Бегущая зебра
Шрифт:
Здесь Валътро выключила газ — такая, значит, их судьба.
Вальтро любила рассматривать Жоржикову пушку, страшную вещь четырнадцатого калибра, любовно украшенную по дереву серебряными гвоздиками, ей всегда хотелось узнать, каково это — выстрелить из этой штуки кому-нибудь в живот? И каково это вообще — убить человека?
«Хонда» заглохла впритык к мотоциклу. В тишине стало слышно, как каркают вороны. Ухмыляясь, парни вылезли из машины.
Вальтро выстрелила. Она стреляла почти в упор. Но по какой-то странной прихоти судьбы или баллистики промахнулась. Пламя жахнуло на полметра и, казалось, сбило одного из парней с ног, но он упал на задницу невредимым. Пуля, как топором, расколола ствол молодой березки за его левым плечом. Вальтро перевела стволы на второго.
Парень начал быстро бледнеть. Его лицо на глазах превращалось в лицо мертвеца — изжелта-бледное, такие лица Вальтро много раз видела в морге. Ей даже показалось, что она чувствует запах, запах гнилого мяса.

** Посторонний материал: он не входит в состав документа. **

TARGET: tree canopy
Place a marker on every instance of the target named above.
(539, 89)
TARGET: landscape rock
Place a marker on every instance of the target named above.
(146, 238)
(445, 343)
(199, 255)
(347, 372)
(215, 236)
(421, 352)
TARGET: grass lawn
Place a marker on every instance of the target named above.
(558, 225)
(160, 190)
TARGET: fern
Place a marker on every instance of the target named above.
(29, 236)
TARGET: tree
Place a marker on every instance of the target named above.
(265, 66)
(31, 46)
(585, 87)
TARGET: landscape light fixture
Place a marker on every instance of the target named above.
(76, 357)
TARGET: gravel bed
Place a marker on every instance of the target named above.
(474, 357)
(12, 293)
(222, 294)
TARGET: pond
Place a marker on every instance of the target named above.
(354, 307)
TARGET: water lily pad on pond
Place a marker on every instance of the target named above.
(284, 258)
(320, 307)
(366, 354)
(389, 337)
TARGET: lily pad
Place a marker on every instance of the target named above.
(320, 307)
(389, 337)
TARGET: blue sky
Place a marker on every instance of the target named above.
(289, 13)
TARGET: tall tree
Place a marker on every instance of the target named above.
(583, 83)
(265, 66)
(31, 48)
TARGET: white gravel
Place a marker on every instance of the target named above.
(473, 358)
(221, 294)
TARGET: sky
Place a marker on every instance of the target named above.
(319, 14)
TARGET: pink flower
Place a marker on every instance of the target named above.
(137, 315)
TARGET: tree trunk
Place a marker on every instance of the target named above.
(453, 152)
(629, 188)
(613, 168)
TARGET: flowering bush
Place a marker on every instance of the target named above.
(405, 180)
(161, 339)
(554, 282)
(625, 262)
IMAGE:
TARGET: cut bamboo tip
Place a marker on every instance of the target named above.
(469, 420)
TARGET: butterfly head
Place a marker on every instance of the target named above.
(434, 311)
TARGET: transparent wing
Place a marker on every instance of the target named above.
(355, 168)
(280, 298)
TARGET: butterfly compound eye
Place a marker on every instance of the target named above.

В полной тишине она села на мотоцикл, завела двигатель и уехала. Парни так и остались под лесополосой рядом со своей заглохшей «Хондой». Один — стоять, второй — сидеть.
— Знаешь,
— Ты не могла решить, кого из них прикончить, — ухмыльнулся Жоржик, — и не могла прикончить обоих одним оставшимся патроном.
— Ты же сам примотал к стволам три запасных патрона, забыл? — возразила Вальтро.
— Ну, тогда не знаю, — Жоржик пожал плечами. — Может, эти ребята возбудили у тебя мораль? Не так уж легко убить человека.
— Очень легко, — резко сказала Вальтро, — Причем здесь мораль? Я Грету не могу обидеть, потому что она — член семьи, хоть и собака. А те двое были для меня, как пыль на дороге, меньше, чем собаки, которых я режу. Там же был пустырь, далеко за городом, я могла пристрелить их и уехать, никто бы меня не нашел. Но как только я поняла, как легко могу отнять их жизни, я это уже сделала, и мне стало неинтересно. Клопов давить легко, но мне неинтересно делать это, понимаешь?
— Зато клопам очень интересно, — хмыкнул Жоржик. — Человек способен не тронуть клопа, но клоп не может не тронуть человека, он им питается.
— А ты способен отдать свою жизнь, за жизнь десяти тысяч человеков, которые тебя не трогают? — спросила Вальтро.
— Нет, — ответил Жоржик.
— Тогда в чем для тебя разница между жизнью человека и жизнью клопа? — спросила Вальтро.
— Ну, так я никогда и не говорил, что я мать Тереза! — запротестовал Жоржик.
— А я видела, как матери Терезы спасают жизнь новорожденного уродца, которому лучше умереть, а на улицах сдыхает тысяча беспризорников, на которых всем наплевать. Ты можешь объяснить мне это?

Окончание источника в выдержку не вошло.